Trump has yet to give any meaningful reason why he should be reelected other then his dislike of the mainstream media (which is well-founded) and his own narcissistic self-importance.
Neither of these idiosyncrasies helps build an agenda that attracts more then a minority of electoral support.
There is no there, there with this president. There is only a “me” there.
Republican senators, like most elected officials, are a risk-averse group. They have chosen to be background to the Trump presidency. This is no longer a viable path for those up for reelection in competitive states. This, in turn, imperils the party’s hopes of retaining the Senate majority.
[I]t is difficult to see how Republican members can hold onto the Senate if they keep inextricably tying themselves to the misanthropic style of Trump.
Rather then being the “very stable genius” that the president has proclaimed himself, he appears more often to be an unguided political missile who might well lead those who follow him to a defeat of historic proportions.
It is late, maybe later than they think, but the Republican Senate, as the last rational group standing in the Republican Party now milling around Washington, should present its own largely positive argument for why it should continue to run the Senate.
It needs a name and set of goals that make sense.
Set out a course to protect us not only from this pandemic but from the next one that may come, by setting up a systematic, massive commitment to develop vaccines and prevention.

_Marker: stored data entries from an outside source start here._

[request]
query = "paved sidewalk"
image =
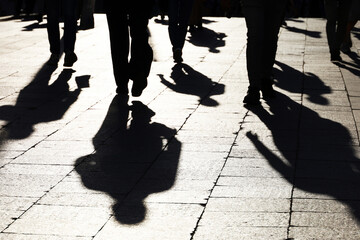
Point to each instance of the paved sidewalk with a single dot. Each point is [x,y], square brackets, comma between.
[186,160]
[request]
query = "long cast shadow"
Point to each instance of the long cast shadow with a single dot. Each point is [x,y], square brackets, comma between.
[186,80]
[208,38]
[326,162]
[122,165]
[292,80]
[38,102]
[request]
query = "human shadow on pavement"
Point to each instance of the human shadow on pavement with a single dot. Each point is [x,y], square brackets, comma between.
[207,38]
[292,80]
[313,34]
[322,155]
[38,102]
[352,66]
[124,165]
[186,80]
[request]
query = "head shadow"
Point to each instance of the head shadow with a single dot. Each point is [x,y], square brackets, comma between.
[134,158]
[186,80]
[320,156]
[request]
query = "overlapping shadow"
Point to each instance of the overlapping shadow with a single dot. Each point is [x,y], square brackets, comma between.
[326,162]
[189,81]
[123,165]
[208,38]
[38,102]
[291,80]
[313,34]
[352,66]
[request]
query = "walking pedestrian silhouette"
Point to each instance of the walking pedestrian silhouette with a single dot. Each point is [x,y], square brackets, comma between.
[121,166]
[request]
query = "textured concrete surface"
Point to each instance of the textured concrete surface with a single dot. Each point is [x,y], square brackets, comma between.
[186,160]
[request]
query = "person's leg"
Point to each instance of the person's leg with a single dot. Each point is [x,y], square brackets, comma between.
[273,22]
[141,51]
[119,44]
[69,8]
[343,16]
[184,16]
[173,22]
[87,14]
[254,12]
[331,9]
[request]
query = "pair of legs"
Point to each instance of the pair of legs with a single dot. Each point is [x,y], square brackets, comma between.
[131,20]
[263,20]
[68,8]
[337,14]
[179,15]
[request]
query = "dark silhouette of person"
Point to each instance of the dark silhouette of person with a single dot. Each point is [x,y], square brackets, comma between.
[179,15]
[87,14]
[55,101]
[188,81]
[354,17]
[68,9]
[125,165]
[337,14]
[263,20]
[318,153]
[130,20]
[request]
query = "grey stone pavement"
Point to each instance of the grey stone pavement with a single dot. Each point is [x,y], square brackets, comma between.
[186,160]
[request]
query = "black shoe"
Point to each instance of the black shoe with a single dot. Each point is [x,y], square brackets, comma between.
[53,60]
[177,55]
[335,56]
[122,90]
[138,87]
[268,92]
[252,97]
[70,59]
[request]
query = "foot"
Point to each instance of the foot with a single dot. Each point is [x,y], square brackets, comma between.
[268,92]
[177,55]
[70,59]
[345,48]
[53,60]
[138,87]
[122,90]
[252,97]
[335,58]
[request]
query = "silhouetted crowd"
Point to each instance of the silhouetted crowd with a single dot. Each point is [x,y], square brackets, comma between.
[129,35]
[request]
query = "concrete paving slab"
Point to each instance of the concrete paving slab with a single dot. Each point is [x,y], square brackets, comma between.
[75,165]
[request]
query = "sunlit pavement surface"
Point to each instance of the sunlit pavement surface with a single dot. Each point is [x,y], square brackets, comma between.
[186,160]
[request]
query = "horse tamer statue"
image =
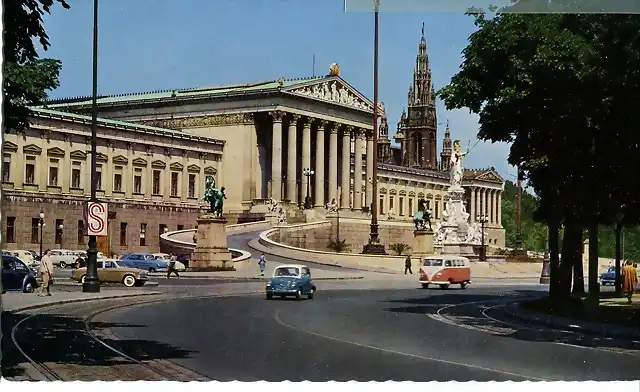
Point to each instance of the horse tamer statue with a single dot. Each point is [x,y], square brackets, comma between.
[215,197]
[422,218]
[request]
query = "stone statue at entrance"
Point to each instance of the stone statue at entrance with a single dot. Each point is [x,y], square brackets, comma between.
[422,217]
[215,197]
[457,168]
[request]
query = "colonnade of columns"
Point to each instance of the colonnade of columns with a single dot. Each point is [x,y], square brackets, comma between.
[321,180]
[488,202]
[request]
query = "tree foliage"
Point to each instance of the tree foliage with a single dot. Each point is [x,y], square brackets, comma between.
[27,78]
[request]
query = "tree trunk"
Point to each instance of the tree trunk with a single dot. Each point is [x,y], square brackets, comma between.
[618,232]
[554,259]
[594,287]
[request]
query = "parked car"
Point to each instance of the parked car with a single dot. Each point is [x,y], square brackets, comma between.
[144,261]
[16,276]
[167,257]
[109,271]
[291,280]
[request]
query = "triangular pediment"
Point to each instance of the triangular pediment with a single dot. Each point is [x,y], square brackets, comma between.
[120,159]
[77,154]
[8,146]
[490,176]
[332,89]
[210,170]
[139,162]
[158,164]
[32,149]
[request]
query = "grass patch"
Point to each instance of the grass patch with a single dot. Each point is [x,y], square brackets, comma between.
[577,308]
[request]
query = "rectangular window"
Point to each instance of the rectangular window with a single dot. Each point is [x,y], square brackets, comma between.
[123,233]
[98,177]
[53,176]
[137,183]
[75,177]
[10,236]
[174,184]
[143,234]
[35,230]
[117,182]
[156,182]
[6,168]
[30,173]
[80,232]
[59,228]
[192,185]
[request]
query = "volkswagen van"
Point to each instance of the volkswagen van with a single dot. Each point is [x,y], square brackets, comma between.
[445,270]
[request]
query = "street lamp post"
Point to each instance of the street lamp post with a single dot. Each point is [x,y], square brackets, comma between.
[483,219]
[41,226]
[307,172]
[91,283]
[374,246]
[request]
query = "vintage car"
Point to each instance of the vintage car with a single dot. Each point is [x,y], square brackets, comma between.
[291,280]
[109,271]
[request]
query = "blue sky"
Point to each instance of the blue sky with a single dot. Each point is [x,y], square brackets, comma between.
[148,45]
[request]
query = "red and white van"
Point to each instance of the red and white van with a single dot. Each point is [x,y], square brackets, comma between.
[445,270]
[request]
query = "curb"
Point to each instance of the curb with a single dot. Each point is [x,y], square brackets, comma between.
[75,300]
[564,323]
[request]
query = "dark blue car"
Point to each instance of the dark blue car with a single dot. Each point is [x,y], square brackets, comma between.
[16,276]
[144,261]
[291,280]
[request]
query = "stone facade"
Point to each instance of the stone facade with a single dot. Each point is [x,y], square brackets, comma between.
[152,179]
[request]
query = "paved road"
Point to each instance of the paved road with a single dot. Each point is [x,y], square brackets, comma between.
[409,334]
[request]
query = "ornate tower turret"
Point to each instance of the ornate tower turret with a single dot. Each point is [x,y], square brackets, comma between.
[419,127]
[445,155]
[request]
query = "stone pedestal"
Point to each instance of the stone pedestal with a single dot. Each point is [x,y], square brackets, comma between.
[211,253]
[423,242]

Relatedly, stop the trial bar from using this pandemic as a piggy bank with lawsuits that disable small businesses’ ability to recover.

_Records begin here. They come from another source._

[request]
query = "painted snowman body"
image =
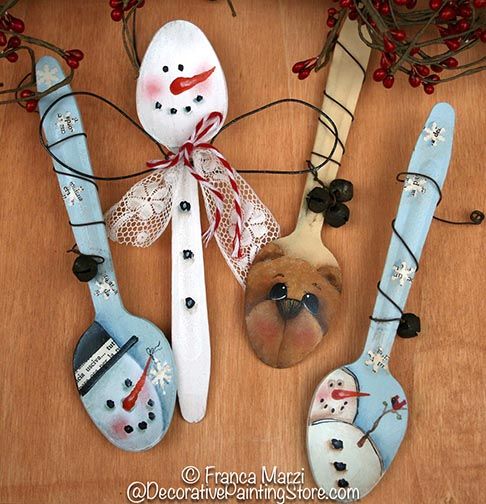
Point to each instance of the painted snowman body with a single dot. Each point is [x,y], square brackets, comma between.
[180,82]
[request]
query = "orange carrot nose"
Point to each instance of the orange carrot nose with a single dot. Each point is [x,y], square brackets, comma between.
[182,84]
[339,394]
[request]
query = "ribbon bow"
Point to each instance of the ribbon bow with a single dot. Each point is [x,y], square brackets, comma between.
[238,219]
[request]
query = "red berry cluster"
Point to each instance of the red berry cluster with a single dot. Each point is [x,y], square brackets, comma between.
[454,20]
[8,38]
[118,7]
[10,27]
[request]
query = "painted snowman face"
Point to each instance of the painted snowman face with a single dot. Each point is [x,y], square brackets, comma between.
[336,398]
[181,81]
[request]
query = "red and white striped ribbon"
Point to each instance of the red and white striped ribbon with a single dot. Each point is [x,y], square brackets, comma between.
[205,129]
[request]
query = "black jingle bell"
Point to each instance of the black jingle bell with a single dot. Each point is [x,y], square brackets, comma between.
[85,268]
[319,199]
[409,326]
[341,190]
[337,215]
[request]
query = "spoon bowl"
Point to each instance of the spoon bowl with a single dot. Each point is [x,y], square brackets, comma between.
[122,364]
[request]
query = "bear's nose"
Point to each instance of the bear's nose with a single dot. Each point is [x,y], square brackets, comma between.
[289,308]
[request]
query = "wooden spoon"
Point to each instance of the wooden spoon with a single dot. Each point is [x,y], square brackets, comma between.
[358,414]
[122,364]
[294,284]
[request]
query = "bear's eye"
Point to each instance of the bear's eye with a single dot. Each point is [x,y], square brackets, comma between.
[311,302]
[278,291]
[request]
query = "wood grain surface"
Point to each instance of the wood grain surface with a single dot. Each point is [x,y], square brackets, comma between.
[50,452]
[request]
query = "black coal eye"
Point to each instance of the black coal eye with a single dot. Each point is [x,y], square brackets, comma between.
[311,302]
[278,291]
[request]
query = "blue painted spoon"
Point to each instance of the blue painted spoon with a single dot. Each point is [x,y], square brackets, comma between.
[358,414]
[122,364]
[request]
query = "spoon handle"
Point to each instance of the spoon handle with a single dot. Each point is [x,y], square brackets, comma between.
[79,194]
[344,85]
[419,198]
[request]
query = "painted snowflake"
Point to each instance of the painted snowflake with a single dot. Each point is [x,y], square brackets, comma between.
[434,134]
[47,75]
[403,273]
[378,360]
[72,193]
[65,122]
[106,286]
[161,374]
[414,185]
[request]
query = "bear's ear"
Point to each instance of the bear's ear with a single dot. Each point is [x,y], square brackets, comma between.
[332,275]
[268,253]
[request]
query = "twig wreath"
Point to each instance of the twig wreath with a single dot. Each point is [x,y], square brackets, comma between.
[420,42]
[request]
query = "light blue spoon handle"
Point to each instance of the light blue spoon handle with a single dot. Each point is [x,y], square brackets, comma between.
[80,196]
[417,205]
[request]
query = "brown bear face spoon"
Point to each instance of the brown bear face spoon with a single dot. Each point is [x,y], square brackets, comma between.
[294,285]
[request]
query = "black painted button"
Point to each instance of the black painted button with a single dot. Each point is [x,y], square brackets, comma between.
[85,268]
[190,303]
[187,254]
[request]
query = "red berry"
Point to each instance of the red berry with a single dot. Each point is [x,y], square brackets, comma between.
[388,45]
[399,35]
[304,74]
[72,63]
[25,93]
[379,74]
[450,62]
[13,42]
[414,80]
[31,105]
[388,81]
[453,44]
[76,54]
[463,25]
[16,25]
[12,57]
[117,15]
[448,13]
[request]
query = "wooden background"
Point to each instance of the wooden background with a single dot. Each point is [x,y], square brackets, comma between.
[52,453]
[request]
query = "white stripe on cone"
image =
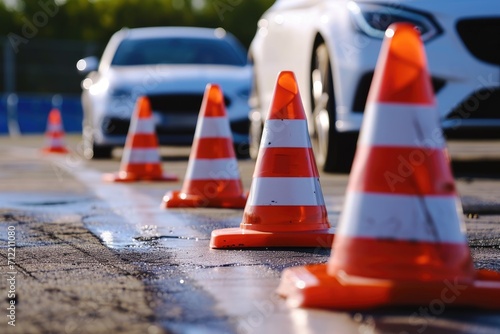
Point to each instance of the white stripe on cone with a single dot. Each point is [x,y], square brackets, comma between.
[402,217]
[421,127]
[285,133]
[286,191]
[141,155]
[213,169]
[143,126]
[213,127]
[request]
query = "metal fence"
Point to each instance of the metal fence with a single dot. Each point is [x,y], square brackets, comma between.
[39,75]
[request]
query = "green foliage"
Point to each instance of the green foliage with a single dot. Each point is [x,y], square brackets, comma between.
[97,20]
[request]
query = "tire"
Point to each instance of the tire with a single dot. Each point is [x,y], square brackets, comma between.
[334,151]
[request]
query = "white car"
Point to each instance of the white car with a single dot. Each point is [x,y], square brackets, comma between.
[171,66]
[333,45]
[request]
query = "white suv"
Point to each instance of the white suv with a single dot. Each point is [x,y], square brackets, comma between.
[171,66]
[333,45]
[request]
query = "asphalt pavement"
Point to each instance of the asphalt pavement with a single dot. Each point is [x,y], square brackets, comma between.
[93,257]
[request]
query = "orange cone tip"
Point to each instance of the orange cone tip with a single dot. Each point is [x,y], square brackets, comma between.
[401,239]
[141,159]
[285,207]
[55,133]
[212,177]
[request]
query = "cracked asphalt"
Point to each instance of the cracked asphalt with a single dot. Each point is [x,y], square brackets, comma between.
[92,257]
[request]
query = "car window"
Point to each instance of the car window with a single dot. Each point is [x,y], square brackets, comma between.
[177,51]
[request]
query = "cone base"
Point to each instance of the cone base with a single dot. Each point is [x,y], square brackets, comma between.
[132,177]
[311,286]
[55,150]
[177,199]
[237,238]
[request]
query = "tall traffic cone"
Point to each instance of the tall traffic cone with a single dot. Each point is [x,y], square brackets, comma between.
[55,133]
[285,207]
[141,159]
[401,239]
[212,177]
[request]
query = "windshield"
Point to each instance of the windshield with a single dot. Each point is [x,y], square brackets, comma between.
[175,50]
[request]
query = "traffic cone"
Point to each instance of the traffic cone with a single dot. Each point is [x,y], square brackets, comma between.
[401,239]
[55,133]
[140,160]
[285,207]
[212,177]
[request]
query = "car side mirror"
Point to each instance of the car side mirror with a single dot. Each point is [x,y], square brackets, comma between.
[87,65]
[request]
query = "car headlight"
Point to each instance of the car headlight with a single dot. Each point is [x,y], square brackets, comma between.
[120,92]
[374,19]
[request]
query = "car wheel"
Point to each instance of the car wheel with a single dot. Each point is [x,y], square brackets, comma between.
[334,151]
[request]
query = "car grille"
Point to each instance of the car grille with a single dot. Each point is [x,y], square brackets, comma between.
[481,37]
[175,103]
[364,87]
[482,104]
[180,109]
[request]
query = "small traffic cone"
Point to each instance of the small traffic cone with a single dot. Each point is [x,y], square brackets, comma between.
[285,207]
[141,159]
[55,133]
[212,177]
[401,239]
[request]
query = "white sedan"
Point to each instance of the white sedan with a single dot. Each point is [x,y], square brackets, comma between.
[333,45]
[171,66]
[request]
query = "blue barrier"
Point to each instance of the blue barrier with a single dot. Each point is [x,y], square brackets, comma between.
[33,110]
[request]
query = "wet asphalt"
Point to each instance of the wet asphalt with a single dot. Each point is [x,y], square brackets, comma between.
[95,257]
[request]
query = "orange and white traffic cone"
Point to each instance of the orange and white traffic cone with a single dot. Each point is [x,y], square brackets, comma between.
[141,159]
[401,239]
[212,177]
[285,207]
[55,133]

Address the pressing issue of healthcare reform with policies that promote the marketplace of ideas for better care and individual choice.
Address immigration reform not as a threat, but rather a way to make our nation stronger — as immigrants always have — and more competitive in this global economy.
Return to a course that rebuilds our strategic alliances. NATO especially has been essential in protecting both our security and freedom across the world.
Senate Republican need to define themselves and their reasons for being there.
It is time to step out of the narrowing shadow of the president and to speak for all the people in this country who are wondering what has happened in Washington.